Estensione del thema dei Cibirreoti[modifica | modifica wikitesto]

Il tema dei Cibirreoti (in greco: θέμα των Κιβυρραιωτών, tèma ton Kibyrrhaioton) comprendeva tutta la costa dell'Asia Minore sud-occidentale, di fronte all'isola di Rodi, e nel golfo di Attalia, che era il suo capoluogo. Era diciassettesimo, in ordine di importanza, nell'Impero Bizantino del X secolo. Il suo strategos guadagnava dieci libbre d'oro all'anno, e forniva buona parte delle navi e marinai dell'Impero.

Storia del thema dei Cibirreoti[modifica | modifica wikitesto]

I themata del VII secolo erano soltanto quattro: Armeniakon, Anatolikon, degli Opsikion, e dei Carabisiani (θέμα Καραβησιάνων). Quest'ultimo rivestiva una grande importanza, in quanto forniva tutte le forze navali dell'impero, e comprendeva la costa dell'Asia minore sud-occidentale, col golfo di Attalia, e le isole dell'Egeo.
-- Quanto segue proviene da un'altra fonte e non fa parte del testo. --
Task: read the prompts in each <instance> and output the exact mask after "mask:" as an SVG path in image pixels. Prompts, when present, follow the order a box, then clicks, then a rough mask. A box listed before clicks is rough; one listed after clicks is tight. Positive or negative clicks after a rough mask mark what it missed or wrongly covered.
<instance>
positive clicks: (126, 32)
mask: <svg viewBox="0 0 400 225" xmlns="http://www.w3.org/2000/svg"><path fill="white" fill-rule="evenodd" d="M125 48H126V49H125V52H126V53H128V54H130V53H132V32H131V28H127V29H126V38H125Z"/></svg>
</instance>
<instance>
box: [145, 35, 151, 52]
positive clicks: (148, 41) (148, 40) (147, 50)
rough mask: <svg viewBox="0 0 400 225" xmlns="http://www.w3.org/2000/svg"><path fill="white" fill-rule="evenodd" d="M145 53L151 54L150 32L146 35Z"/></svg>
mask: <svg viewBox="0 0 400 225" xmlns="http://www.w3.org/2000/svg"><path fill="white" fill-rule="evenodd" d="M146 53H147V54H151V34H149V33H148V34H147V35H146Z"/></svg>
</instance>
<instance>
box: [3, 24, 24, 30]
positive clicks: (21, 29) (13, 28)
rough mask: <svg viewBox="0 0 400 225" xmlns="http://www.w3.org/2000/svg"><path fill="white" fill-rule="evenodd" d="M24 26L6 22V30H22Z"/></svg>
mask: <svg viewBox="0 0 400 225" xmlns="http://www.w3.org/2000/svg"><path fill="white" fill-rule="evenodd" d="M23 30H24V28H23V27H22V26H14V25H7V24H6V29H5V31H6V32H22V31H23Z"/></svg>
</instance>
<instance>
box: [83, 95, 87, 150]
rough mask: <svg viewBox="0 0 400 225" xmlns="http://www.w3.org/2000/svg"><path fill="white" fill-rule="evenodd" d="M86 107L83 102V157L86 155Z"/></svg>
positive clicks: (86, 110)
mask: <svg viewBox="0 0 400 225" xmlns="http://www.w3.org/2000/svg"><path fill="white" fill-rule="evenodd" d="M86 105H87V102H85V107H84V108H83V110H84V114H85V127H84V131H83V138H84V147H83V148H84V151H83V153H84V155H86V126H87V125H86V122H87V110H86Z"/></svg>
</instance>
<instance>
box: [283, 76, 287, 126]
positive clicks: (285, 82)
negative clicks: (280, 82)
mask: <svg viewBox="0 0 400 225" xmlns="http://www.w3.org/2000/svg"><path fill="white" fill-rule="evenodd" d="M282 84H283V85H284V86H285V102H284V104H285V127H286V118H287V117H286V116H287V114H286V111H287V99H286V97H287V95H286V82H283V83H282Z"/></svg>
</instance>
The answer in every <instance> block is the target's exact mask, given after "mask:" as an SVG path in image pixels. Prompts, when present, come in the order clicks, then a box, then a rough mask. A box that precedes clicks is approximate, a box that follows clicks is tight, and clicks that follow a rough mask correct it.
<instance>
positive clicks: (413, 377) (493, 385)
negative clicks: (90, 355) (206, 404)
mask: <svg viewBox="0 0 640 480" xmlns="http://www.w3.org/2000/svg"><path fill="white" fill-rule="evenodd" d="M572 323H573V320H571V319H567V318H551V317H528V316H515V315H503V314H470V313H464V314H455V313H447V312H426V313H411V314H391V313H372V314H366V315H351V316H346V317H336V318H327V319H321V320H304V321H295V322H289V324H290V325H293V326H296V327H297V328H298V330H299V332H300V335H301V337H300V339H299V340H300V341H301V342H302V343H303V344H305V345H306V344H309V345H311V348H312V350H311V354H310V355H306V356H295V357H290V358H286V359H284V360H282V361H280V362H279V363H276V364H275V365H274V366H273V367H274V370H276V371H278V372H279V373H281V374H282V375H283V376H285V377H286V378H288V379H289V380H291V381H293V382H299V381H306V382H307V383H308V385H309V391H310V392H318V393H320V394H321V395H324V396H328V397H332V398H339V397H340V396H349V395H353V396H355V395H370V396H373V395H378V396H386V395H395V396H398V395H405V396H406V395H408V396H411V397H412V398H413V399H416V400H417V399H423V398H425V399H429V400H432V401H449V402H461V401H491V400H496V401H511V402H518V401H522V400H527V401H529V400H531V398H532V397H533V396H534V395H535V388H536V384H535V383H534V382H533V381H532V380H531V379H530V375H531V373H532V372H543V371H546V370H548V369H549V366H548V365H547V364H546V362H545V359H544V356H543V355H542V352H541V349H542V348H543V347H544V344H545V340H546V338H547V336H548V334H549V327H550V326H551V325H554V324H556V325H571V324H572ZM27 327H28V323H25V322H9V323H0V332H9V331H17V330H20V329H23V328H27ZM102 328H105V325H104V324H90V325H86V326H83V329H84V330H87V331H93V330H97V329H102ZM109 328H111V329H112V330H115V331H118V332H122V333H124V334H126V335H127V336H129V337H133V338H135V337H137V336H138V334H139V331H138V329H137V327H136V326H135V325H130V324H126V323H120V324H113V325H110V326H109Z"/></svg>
A capo di questo tema vi era uno strategos, e due drungarii, di cui uno risiedeva a Cibira, e uno a Lesbo (il drungarios del Mar Egeo).

Nell'VIII secolo, gli enormi themata dell'età di Eraclio I e dei suoi successori vennero suddivisi in unità più piccole, in parte per le frequenti ribellioni degli strateghi dei themata più importanti (Armeniakon e Anatolikon soprattutto), in parte per motivi di facilità amministrativa. Ostrogorsky, il famoso studioso di storia bizantina, e in particolar modo esperto nella storia dei themata, dice che sotto Anastasio II (forse), ma sicuramente sotto Leone III, il thema dei Carabisiani, che come detto, originariamente comprendeva tutte le forze navali dell'impero, viene diviso in due: la costa meridionale dell'Asia Minore diventa tema dei Cibirreoti, mentre le isole egee costituiscono un territorio separato, soggetto al drungarios del Mar Egeo. Più tardi questo diventa il Tema del Mar Egeo (θέμα Αιγαίου Πελάγους).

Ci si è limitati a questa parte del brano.